Romanian tourism authorities are hoping to cash in on a newly emerged link between the British Royal Family and one of its own most (in)famous patrons – the legendary prince who inspired the legend of Count Dracula.
It’s hoped that the unique marketing strategy will help Romania entice more visitors from the UK to come and explore the land that gave birth to tales of blood-sucking vampires. And maybe some closer to home.
Romanian researchers have apparently established a tenuous link between the British establishment and the legendary Prince Vlad III of Walachia, who earned the moniker Vlad the Impaler due to his predilection for impaling his foes onto stakes in the ground and leaving them to an agonizing death. It is said that he killed over 100,000 people in this fashion.
Leading academics believe that Bram Stoker’s Count Dracula is based on Vlad the Impaler.

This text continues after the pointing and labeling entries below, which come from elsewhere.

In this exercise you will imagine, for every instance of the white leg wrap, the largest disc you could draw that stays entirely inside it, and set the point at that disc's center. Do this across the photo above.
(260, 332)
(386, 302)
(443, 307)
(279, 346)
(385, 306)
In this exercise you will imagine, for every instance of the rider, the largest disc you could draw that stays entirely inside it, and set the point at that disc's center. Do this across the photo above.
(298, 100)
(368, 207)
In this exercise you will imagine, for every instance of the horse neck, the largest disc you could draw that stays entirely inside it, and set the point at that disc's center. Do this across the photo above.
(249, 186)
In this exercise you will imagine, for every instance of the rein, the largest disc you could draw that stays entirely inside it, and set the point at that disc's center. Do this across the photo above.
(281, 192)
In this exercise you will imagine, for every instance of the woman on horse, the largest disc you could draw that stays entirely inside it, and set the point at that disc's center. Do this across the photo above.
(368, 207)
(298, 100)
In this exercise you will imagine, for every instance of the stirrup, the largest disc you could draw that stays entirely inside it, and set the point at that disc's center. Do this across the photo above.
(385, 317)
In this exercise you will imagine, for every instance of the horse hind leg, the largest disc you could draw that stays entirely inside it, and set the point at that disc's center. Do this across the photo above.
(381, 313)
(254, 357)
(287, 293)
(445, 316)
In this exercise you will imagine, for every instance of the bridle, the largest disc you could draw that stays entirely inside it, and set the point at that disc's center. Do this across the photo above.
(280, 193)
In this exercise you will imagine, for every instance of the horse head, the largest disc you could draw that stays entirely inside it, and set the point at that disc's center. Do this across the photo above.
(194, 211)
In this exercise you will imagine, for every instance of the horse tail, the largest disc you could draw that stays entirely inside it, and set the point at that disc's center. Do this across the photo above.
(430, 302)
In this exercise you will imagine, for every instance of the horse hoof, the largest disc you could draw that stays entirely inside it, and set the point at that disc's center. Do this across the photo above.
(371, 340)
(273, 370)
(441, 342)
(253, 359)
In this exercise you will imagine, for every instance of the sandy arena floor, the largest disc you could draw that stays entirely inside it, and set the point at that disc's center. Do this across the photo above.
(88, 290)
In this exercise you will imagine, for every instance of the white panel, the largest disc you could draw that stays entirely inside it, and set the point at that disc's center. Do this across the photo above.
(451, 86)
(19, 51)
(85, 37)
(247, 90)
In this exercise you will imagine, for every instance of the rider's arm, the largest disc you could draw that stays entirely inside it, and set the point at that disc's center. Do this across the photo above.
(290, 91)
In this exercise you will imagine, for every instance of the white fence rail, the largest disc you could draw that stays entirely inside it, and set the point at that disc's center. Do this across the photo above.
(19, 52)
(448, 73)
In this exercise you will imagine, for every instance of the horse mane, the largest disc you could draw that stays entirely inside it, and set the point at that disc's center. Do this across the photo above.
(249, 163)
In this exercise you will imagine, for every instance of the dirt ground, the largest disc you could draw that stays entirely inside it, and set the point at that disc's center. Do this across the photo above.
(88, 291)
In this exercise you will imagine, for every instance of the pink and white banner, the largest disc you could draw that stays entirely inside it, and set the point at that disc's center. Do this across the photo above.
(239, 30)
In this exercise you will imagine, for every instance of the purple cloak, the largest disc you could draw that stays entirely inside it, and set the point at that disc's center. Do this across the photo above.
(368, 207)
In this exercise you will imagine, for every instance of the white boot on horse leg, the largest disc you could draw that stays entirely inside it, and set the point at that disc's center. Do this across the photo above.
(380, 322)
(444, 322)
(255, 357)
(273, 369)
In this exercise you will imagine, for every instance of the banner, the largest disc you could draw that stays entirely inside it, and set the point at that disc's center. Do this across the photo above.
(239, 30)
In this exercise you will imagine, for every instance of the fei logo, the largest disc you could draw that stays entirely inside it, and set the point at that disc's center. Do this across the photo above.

But as well as being linked to one of the most bloodthirsty characters in European folklore, it turns out that dear old Vlad’s bloodline can be traced to another ‘living legend’, none other than Her Majesty Queen Elizabeth II.
The link between one of the cruelest noblemen in Europe and the British Royals comes via Queen Mary, who was George V’s consort and Prince Charles’s great-grandmother.

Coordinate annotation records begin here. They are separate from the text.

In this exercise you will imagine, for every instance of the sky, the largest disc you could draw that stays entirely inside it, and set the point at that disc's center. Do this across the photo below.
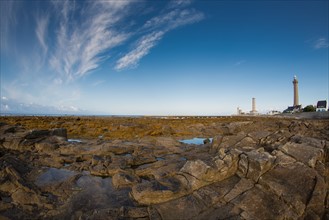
(179, 57)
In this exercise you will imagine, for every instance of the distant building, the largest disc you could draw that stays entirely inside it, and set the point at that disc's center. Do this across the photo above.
(274, 112)
(321, 106)
(253, 107)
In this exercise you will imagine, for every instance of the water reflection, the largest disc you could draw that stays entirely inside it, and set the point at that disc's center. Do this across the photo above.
(196, 141)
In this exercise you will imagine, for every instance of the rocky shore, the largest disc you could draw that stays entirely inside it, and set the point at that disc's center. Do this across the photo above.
(139, 168)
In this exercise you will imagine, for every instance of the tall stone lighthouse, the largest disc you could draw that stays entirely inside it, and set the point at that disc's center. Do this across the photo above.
(296, 97)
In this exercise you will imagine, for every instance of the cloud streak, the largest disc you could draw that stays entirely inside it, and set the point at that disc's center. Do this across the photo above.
(158, 26)
(80, 47)
(41, 32)
(83, 34)
(321, 43)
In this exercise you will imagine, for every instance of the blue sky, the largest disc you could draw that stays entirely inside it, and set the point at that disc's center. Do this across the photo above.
(163, 57)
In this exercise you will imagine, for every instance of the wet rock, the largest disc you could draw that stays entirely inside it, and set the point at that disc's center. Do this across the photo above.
(154, 192)
(293, 183)
(255, 204)
(122, 180)
(303, 152)
(254, 164)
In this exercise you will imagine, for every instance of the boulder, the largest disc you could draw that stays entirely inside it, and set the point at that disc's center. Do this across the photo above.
(293, 183)
(303, 153)
(255, 163)
(122, 180)
(154, 192)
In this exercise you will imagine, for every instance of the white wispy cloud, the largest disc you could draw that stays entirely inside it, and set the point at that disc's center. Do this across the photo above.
(159, 25)
(143, 47)
(41, 31)
(86, 34)
(240, 62)
(80, 47)
(321, 43)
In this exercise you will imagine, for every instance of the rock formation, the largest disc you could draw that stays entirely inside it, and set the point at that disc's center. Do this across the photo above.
(253, 169)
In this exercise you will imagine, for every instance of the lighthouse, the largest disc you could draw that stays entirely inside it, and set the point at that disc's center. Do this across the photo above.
(296, 97)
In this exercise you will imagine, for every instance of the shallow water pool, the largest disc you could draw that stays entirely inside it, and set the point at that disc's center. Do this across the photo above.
(196, 141)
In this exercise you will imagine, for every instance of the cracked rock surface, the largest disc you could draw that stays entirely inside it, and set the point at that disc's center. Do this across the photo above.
(254, 168)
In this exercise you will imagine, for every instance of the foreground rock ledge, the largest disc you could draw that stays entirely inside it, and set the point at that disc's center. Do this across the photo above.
(252, 170)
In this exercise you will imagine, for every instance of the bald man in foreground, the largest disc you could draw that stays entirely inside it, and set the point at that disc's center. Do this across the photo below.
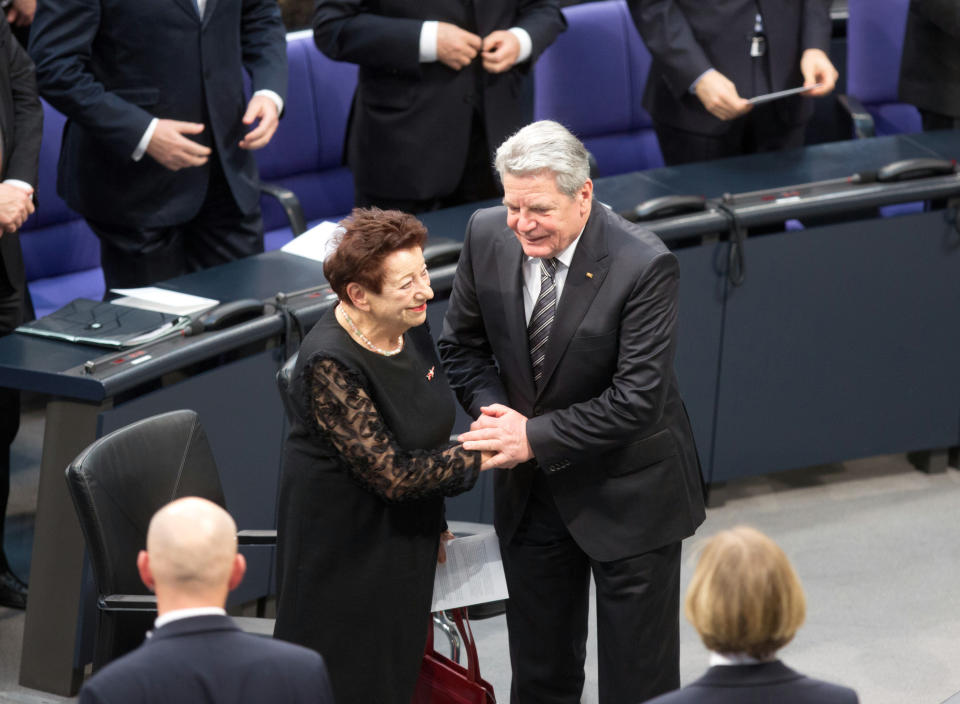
(195, 653)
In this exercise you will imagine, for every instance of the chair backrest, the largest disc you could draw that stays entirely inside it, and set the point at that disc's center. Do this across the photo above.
(602, 54)
(875, 30)
(122, 479)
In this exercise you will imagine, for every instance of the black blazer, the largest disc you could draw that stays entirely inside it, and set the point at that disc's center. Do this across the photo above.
(112, 65)
(608, 426)
(410, 123)
(208, 660)
(930, 64)
(21, 121)
(757, 684)
(686, 37)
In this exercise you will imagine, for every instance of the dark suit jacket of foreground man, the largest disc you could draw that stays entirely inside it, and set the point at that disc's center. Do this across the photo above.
(607, 426)
(410, 123)
(208, 660)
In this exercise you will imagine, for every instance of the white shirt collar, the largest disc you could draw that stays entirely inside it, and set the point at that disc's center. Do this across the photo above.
(179, 614)
(736, 659)
(566, 256)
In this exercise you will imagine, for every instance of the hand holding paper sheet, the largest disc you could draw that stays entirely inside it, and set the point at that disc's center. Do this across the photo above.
(472, 574)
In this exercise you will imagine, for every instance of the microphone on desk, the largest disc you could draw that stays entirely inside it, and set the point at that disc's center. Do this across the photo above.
(226, 315)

Romanian tourism officials announced the link on the opening day of the World Travel Market, one of the travel industry’s biggest events of the year, taking place in London this week.

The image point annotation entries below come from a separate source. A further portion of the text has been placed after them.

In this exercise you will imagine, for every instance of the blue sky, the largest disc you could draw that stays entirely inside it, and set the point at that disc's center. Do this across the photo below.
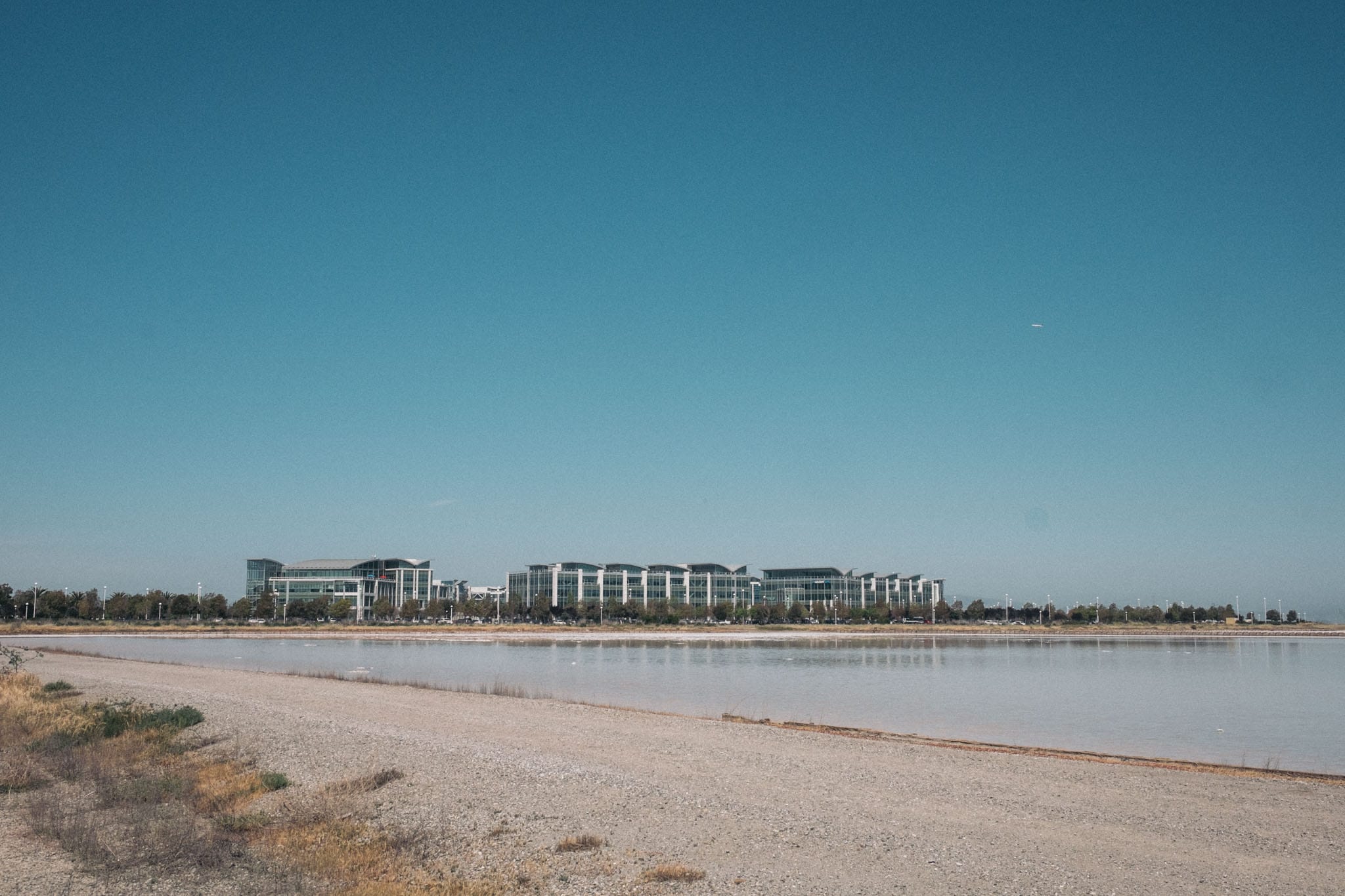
(502, 284)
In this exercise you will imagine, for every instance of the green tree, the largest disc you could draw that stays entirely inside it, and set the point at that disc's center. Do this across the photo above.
(182, 605)
(322, 606)
(265, 608)
(53, 605)
(89, 606)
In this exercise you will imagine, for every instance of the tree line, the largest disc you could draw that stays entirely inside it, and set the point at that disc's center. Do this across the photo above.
(163, 605)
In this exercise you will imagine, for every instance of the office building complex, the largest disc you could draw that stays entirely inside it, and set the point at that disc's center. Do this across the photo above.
(568, 585)
(361, 581)
(845, 589)
(703, 585)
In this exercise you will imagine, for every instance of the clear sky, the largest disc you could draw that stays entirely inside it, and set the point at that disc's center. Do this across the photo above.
(502, 284)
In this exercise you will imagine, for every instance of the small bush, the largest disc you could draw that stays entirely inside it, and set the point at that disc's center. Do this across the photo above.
(583, 843)
(119, 717)
(178, 717)
(673, 874)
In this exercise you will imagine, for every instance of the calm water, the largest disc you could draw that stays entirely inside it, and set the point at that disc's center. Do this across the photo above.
(1234, 700)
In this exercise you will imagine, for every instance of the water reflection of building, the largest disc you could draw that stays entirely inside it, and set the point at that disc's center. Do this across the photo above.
(701, 585)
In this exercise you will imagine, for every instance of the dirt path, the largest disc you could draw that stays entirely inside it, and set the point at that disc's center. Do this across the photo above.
(761, 809)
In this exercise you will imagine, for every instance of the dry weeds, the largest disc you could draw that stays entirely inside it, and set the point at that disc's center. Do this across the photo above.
(671, 874)
(583, 843)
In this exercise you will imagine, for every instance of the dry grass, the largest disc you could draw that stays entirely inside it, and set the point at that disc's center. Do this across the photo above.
(27, 714)
(671, 874)
(584, 843)
(355, 859)
(363, 784)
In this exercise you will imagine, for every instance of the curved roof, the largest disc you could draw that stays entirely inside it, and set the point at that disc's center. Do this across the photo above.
(718, 567)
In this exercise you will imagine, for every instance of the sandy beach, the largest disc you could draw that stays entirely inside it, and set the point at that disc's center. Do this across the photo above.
(758, 809)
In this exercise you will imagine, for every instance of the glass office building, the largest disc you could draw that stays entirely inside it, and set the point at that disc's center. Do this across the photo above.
(847, 589)
(362, 581)
(572, 584)
(259, 572)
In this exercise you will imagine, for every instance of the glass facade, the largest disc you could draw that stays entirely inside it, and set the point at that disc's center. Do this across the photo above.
(259, 572)
(565, 585)
(362, 582)
(847, 589)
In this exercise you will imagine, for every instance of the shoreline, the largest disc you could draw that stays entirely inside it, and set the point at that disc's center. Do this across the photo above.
(759, 807)
(452, 631)
(841, 731)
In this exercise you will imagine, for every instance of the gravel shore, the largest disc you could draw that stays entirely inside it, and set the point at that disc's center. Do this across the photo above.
(758, 809)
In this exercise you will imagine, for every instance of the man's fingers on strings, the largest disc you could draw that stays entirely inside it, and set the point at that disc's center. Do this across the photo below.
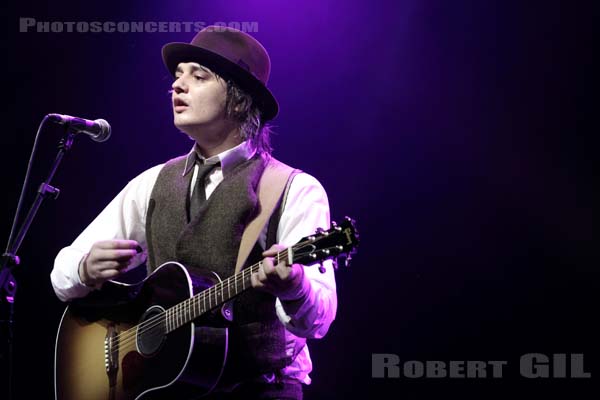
(119, 244)
(115, 255)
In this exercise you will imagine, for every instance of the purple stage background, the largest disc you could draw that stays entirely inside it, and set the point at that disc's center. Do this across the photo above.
(456, 133)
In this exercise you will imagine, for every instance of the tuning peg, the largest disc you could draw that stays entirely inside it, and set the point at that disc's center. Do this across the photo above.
(347, 260)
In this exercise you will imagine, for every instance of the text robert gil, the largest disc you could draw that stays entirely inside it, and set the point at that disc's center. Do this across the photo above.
(531, 365)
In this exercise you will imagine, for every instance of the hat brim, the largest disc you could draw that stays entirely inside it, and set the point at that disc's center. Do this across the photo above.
(175, 53)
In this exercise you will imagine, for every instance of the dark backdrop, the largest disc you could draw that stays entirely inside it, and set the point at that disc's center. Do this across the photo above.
(456, 133)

The link is backed up by claims from none other than the Prince of Wales himself, who visited Romania last year in order to lend his support to a campaign to preserve Transylvania’s forests. During his visit, Charles told journalists that he himself believed he was related to Vlad the Impaler.
“The genealogy shows that I am descended from Vlad the Impaler. So I have a bit of a stake in the country,” he said at the time.
There’s another link between Charles and Romania too – the cousin of his great-grandfather, Marie, married Crown Prince Ferdinand of Romania, before going on to rule as Queen of Romania alongside her husband.
These links should almost certainly help to draw even more curious Brits to visit the Eastern European country, which last year welcomed an estimated 118,000 visitors from the UK.